ハリウッド映画に描かれた黒人・アジア系・先住民族への差別描写
往年のハリウッド映画には、人種差別的描写にあふれた作品が数多く存在します。
ハリウッド映画には、その人種差別的内容から世論の反発を受け、表現方法の変更を迫られた作品がいくつもあります。アメリカの有料チャンネル「HBO」は、映画「風と共に去りぬ」に人種差別的描写があるとの批判をうけ、同作品を配信対象から一時的に削除しました。その後、映画の冒頭に「作品中の人種差別的表現は、それを容認するものではない」という旨の但し書きを表示することで、配信が再開されました。ここでは、こうした人種差別的表現にあふれたハリウッド映画を振り返っていきます。
子供の視聴に不適切な人種差別的表現
1941年公開のディズニーのアニメ動画「ダンボ」には、ジム・クロウ(ダンディ・クロウ)をリーダーとするカラスの集団が登場します。このジム・クロウの名は、1876年から1964年にかけて米南部諸州を中心に存在した人種隔離法「ジム・クロウ法」に由来します。しかし、カラスの集団の声は白人の声優陣が担当し、映画がこの法律への関心を喚起することもありませんでした。
同じくディズニー映画の「ピーターパン」も、先住民族の描写をめぐって批判されている作品です。劇中に登場する歌「What Made Red Man Red」は、アメリカ先住民の衣装や信仰を取り上げています。また、1956年公開の「わんわん物語」に登場する2匹のシャムネコは、東アジア人に似せた顔つきで描かれ、アジア系のアクセントで歌を歌っています。

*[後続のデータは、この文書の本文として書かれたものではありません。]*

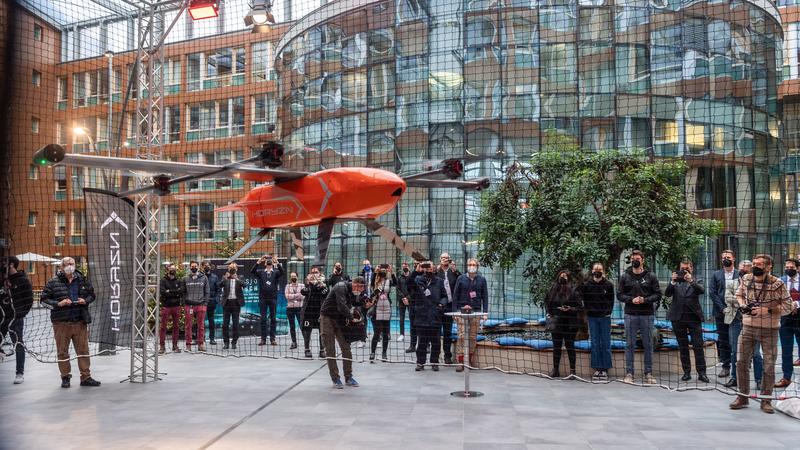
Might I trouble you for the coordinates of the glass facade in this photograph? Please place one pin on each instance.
(417, 80)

1967年公開の「ジャングル・ブック」には、キング・ルーイというオランウータンが登場しますが、その話し方は黒人を揶揄しているとされています。さらに、1946年の作品「南部の唄」は、奴隷制を称賛しているとして現在は事実上の封印状態にあります。
アジア人を差別した映画
人種差別的表現が見られるのはディズニー映画だけではありません。1956年の「王様と私」(制作:20世紀フォックス)は、アジア人への差別と偏見に満ちた作品となっています。この作品は、舞台となったタイの人々や文化を傷つけただけではなく、アジアが野蛮で未開な土地であるとのイメージを広めました。
1932年に米MGMが制作した「フー・マンチューのマスク」(邦題:成吉思汗の仮面)は、公開時からすでに当時の中華民国政府により「中国人を恐ろしく描くもの」として抗議を受けていました。
6歳で子役としてデビューしたハリウッド女優、シャーリー・テンプルが出演した映画には、黒人に対する人種差別的表現が数多くあります。「テムプルの愛国者」「小連隊長」(原題はそれぞれ「The Littlest Rebel」「The Little Colonel」)では、テンプルが愛すべき主人公として登場しますが、その内容は黒人差別にあふれています。白人の少女であったテンプルを登用することは、そうした差別表現を覆い隠す役割を果たしたのです。
差別表現は西部劇映画にも見られます。「捜索者」「駅馬車」(いずれもジョン・フォード監督)といった作品は、白人のカウボーイが先住民族への復讐を果たすという内容で、人種差別に加え、ジェノサイドを正当化するものとなっています。
こうした映画がもたらす害悪は、あらゆる人種や民族を差別対象として描くことで、白人の優位性を当然のこととし、その犠牲となった黒人やアジア人、先住民族はどうでもいい存在だという認識を植え付けることです。これらの映画のメリットをあえて挙げるとすれば、我々が過去を知り、それを克服するのに役に立つということです。